Il a déjà été question du chapiteau corinthien comme d’une création essentiellement grecque. À l’entablement se trouve d’abord une architrave richement ornée dont les trois bandes sont garnies de moulures perlées et d’autres ornements semblables ; quelquefois la bande du milieu n’est formée que d’ornements. (Plus tard l’architrave n’eut souvent que deux bandes.) Une élégante rangée de feuilles, dont le profil avance seulement un peu trop, sépare l’architrave de la frise qui porte les inscrjptions, et des reliefs ou des ornements de feuillage. (Plus tard la frise sera généralement convexe et combinée avec un ornement aujourd’hui disparu, autrefois colorié.) Au-dessus de la frise se succèdent des parties richement décorées et en saillie : rangées de feuilles d’acanthe aux profils élégamment ondulés, oves, dentelures, et, comme transition à la corniche ornée de têtes de lion et de palmettes, les consoles. Celles-ci peuvent être considérées comme une modification romaine de ces chevrons obliques que nous avons mentionnés en parlant du grand temple de Pæstum, et elles méritent une attention particulière, comme la plus haute expression du sentiment de la forme dans l’architecture romaine.

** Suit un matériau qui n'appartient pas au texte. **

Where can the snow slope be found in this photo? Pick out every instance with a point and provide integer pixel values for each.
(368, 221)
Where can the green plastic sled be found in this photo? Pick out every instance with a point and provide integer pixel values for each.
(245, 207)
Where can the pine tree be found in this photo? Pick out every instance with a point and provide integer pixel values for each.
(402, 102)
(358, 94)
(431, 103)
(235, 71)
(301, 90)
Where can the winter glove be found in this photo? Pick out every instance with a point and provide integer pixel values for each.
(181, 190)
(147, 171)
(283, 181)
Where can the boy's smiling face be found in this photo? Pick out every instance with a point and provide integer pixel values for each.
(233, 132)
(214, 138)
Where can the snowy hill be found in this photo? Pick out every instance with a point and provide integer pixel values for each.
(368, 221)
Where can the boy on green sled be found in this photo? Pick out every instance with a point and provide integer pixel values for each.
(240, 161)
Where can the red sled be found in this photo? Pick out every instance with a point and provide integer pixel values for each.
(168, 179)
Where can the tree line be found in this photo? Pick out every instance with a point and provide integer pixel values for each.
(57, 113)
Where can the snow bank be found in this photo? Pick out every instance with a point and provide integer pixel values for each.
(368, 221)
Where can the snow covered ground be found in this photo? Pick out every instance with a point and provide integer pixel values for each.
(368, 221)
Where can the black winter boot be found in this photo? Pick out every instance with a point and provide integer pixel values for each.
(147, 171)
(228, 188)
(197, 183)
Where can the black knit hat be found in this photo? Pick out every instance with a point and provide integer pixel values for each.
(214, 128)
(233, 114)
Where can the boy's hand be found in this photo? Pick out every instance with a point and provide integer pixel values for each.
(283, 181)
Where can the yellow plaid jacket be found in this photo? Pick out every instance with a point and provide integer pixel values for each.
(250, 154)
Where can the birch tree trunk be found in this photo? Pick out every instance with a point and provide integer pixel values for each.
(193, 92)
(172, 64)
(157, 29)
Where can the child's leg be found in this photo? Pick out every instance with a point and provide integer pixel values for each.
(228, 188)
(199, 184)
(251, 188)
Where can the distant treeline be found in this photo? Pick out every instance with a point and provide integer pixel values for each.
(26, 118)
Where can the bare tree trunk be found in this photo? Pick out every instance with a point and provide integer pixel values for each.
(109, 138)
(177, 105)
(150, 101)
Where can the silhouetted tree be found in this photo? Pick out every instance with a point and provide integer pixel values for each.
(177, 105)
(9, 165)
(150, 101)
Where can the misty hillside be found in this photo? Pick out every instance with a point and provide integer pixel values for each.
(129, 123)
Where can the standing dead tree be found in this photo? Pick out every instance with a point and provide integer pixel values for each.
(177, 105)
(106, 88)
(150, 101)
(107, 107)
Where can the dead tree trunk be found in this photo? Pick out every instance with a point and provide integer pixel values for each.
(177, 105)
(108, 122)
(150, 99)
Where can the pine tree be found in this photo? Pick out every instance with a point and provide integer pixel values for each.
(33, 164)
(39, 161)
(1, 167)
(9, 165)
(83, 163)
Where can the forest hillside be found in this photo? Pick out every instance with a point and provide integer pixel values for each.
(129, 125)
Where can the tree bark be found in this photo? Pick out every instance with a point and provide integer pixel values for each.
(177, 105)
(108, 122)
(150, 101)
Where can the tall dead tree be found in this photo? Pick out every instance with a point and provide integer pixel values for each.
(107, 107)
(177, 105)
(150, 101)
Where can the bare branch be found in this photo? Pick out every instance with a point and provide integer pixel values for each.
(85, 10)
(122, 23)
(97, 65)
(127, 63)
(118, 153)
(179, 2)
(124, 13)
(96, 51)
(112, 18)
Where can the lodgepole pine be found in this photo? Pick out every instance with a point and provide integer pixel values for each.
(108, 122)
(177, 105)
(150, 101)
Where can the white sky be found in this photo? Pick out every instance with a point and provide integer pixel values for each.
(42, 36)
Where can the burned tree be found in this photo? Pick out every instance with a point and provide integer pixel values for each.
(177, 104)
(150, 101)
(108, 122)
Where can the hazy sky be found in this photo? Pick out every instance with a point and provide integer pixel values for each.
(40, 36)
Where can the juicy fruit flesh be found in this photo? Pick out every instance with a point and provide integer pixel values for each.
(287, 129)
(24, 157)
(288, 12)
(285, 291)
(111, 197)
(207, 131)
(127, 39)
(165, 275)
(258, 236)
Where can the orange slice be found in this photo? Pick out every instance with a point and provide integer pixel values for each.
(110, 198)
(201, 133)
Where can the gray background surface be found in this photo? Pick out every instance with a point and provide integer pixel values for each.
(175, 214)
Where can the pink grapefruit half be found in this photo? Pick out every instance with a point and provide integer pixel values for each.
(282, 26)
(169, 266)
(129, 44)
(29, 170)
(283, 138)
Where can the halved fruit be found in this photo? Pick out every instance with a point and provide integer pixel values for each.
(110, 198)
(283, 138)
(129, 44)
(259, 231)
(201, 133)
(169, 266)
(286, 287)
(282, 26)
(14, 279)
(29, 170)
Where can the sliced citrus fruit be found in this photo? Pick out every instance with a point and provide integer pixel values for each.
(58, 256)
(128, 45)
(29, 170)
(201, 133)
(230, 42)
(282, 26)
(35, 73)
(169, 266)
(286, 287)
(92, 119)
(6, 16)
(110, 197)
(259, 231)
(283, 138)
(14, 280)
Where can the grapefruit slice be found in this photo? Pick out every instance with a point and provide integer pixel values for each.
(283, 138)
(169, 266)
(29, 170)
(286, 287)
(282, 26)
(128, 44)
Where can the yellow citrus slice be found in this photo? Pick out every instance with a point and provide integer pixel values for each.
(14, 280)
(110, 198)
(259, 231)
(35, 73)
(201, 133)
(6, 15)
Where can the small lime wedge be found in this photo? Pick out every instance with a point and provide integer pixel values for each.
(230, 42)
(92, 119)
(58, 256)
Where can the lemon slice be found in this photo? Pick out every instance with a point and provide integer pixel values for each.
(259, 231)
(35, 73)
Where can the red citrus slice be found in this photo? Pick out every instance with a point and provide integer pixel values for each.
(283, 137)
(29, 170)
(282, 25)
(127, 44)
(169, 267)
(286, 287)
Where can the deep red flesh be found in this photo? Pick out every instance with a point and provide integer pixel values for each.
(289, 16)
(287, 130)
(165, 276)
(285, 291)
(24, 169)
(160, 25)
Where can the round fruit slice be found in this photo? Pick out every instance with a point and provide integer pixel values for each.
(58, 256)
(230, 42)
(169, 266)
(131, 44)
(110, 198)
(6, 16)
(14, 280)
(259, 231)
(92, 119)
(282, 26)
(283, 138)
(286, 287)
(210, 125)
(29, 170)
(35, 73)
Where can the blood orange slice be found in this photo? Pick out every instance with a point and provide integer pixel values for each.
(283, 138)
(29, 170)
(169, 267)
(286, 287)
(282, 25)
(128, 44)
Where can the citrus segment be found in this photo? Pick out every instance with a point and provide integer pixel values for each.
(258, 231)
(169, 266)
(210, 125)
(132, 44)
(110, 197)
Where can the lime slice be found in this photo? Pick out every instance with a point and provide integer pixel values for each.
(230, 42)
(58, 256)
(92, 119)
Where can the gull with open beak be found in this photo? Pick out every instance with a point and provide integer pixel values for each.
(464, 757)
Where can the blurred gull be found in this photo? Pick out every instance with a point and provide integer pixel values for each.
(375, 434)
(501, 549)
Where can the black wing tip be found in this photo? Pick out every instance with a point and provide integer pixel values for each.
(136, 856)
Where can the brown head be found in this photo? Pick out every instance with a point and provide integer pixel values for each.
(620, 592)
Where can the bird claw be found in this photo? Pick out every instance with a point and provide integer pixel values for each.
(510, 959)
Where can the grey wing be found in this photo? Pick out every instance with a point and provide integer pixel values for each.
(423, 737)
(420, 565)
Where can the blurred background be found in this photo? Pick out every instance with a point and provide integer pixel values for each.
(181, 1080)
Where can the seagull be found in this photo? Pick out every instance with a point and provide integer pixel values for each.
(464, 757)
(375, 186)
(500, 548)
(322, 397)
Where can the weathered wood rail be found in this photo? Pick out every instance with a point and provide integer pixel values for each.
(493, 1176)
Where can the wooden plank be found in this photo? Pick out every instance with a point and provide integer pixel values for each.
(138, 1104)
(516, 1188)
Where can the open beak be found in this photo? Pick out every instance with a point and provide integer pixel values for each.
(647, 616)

Au-dessous de l’extrémité du chevron, de forme ondulée et décoré par l’architecte, naît une feuille d’acanthe également ondulée ; l’intervalle entre deux consoles est occupé par un caisson richement orné sur le fond sombre duquel une rosace se détache en clair. (Plus tard la feuille d’acanthe est appliquée languissamment à la console ; on néglige dans toutes deux l’élasticité de la forme ; les caissons n’ont plus de profondsur, la rosace est sans vie.) Au fronton, répétition d’une partie de la corniche avec les consoles qui, dans les meilleurs édifices, sont placées verticalement, malgré la pente oblique du fronton (portique du Panthéon [a]). Des statues, des groupes, et d’autres ornements décoraient, peut-être avec trop de magnificence, le sommet et les extrémités du fronton. (Voir dans la Galleria lapidaire du Vatican [b] deux beaux acrotères ou ornements de coin de la période romaine.) L’idée de dresser des groupes de statues dans le cadre du fronton même peut aussi être attribuée aux Romains avec vraisemblance, mais il n’en reste pas d’exemples.

On comprend bien que seuls les monuments les plus magnifiques présentaient cette décoration complète, et ceux-là même ne l’avaient pas dans toutes teurs parties ; de plus, il n’en reste, sauf de rares exceptions, que des ruines peu importantes. Outre les fragments qu’on trouve encore en leur lieu et place, il faut donc étudier, pour connattre l’ensemble, les débris enlevés et mis à l’abri dans les musées. C’est justement ce qui reste parfois de plus beau, de plus riche, et aussi de plus élégant quand ces débris proviennent des édifices de petites dimensions.